So last week’s Zaturdays was a short and relatively pointless reflection on political correctness or the lack thereof in skateboarding. I’m not PC, but as someone who’s thin skinned, sensitive, and insecure I don’t love being offended any more than the next guy so I generally try to steer clear of bumming people out for no reason. I feel like people work better when they’re met with approval and support, and the more you stir the pot the more hate and disapproval you attract.
I want to feel how Rudy felt at this moment all the time.
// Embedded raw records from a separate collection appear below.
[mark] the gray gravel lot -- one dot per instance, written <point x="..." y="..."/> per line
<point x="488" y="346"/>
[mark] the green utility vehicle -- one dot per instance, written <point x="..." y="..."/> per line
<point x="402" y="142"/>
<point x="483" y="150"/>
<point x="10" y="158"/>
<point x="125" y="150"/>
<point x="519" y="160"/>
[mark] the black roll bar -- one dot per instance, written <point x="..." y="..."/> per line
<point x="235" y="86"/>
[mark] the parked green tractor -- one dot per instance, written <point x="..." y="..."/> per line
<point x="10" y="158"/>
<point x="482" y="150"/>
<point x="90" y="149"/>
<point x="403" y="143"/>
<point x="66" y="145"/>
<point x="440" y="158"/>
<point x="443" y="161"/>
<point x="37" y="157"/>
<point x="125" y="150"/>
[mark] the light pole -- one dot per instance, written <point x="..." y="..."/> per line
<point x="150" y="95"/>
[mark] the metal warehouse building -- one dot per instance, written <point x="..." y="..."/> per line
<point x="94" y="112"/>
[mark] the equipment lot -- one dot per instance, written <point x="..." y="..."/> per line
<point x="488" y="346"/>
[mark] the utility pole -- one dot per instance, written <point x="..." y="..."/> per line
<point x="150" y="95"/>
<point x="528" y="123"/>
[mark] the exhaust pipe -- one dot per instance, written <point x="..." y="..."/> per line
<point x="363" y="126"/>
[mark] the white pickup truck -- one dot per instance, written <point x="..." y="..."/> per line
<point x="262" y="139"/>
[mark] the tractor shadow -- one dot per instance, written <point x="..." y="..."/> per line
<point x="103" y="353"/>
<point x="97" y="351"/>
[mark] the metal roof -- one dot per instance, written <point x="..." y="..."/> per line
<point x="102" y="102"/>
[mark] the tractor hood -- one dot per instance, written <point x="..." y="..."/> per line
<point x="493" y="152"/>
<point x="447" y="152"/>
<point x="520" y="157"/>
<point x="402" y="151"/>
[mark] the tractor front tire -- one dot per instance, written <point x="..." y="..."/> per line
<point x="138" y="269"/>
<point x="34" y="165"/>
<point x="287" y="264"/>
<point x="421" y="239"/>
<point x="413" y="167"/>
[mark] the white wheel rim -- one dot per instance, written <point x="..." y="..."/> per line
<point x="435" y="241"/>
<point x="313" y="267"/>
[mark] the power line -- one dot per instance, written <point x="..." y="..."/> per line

But even when you don’t stir the pot you can attract hate. I know from experience. But when it comes to social media I tend to follow the lead of celebrities who don’t look at reviews of their movies or the attention they get in gossip magazines. The few times I’ve read the comments on the SPoT Life shows that Schaefer and I host on RIDE Channel I’ve quickly gotten a dose of what has lead the celebrities to disengage. Not saying we’re celebrities, but hey, I’ve learned from one hater that my nose looks like Michael Jackson’s. Other comments have called for Schaefer and me to be fired from the job of hosting the show because we “don’t skate.” As if we auditioned for positions as skater guy hosts at Universal Studios. A lot of you also don’t like us because we’re too old, too into high fives, and cause you a certain level of secondhand embarrassment. The problem with having been exposed to these opinions is that they do nothing in the way of making me any better at what I’m doing. Instead they just make me feel like a weird old high fiving phony.
There I go again, high fiving, not skating, and looking like an old Michael Jackson.
But when the comments started pouring in to the @SPoTTampa Insta post about my PC column last week I couldn’t help but read a few of them to see what the consensus was. Were people stoked? Bummed? Or indifferent.
89 comments…on an article that only one person actually read.
Here I have to hand it to you a lot of you who left comments, because what transpired for the most part was a good-natured debate on the place of political correctness in skateboarding. “P.C. Takes our freedom from us.” commented @alan_hamby. The fact that the title and the caption made it seem like I might actually be weighing in on the side of being PC added fuel to some of the commenters’ fires. “nobody cares what’s politically correct” said @sadpapaya. And then there were the more enlightening comments from @mrfber who said simply, “gay” and @ryzevelli who went with “Hella gay,” and finally @isaac.hernandez98 who took it a step further with “Gay af.”
Just a small sampling of comments. You be the judge.
I could tell that 99% of the people commenting didn’t actually even read the article referred to in the post. That said, one comment which later disappeared said: “I just read it…it sucked. What’s the point?”
Later that day, out of all of the comments posted, that one stuck in my head. I was left wondering “What WAS the point?” And did it really suck?
Fine, I guess it did suck. Probably due to the lack of a discernable point. But the larger question is this: Does anything have a point? I’m sort of big picture type; I hate small talk, petty disputes, etc. One of my fall back positions on the importance or lack thereof regarding anything in the world, or universe for that matter, is that in 5 billion years the sun will burn out, leaving Earth to its destiny as an ice covered and lifeless ball of trash floating in the vastness of space for all eternity. So in that sense, nothing in the world matters, or at least won’t. Eventually. Maybe the point is to get us to think about something for a minute, no matter how useless it might be, before scrolling on to the next Instagram post, and the one after that, and the one after that.
Yes, Hater Nation is a place on Earth, but give it some time and it’ll freeze over.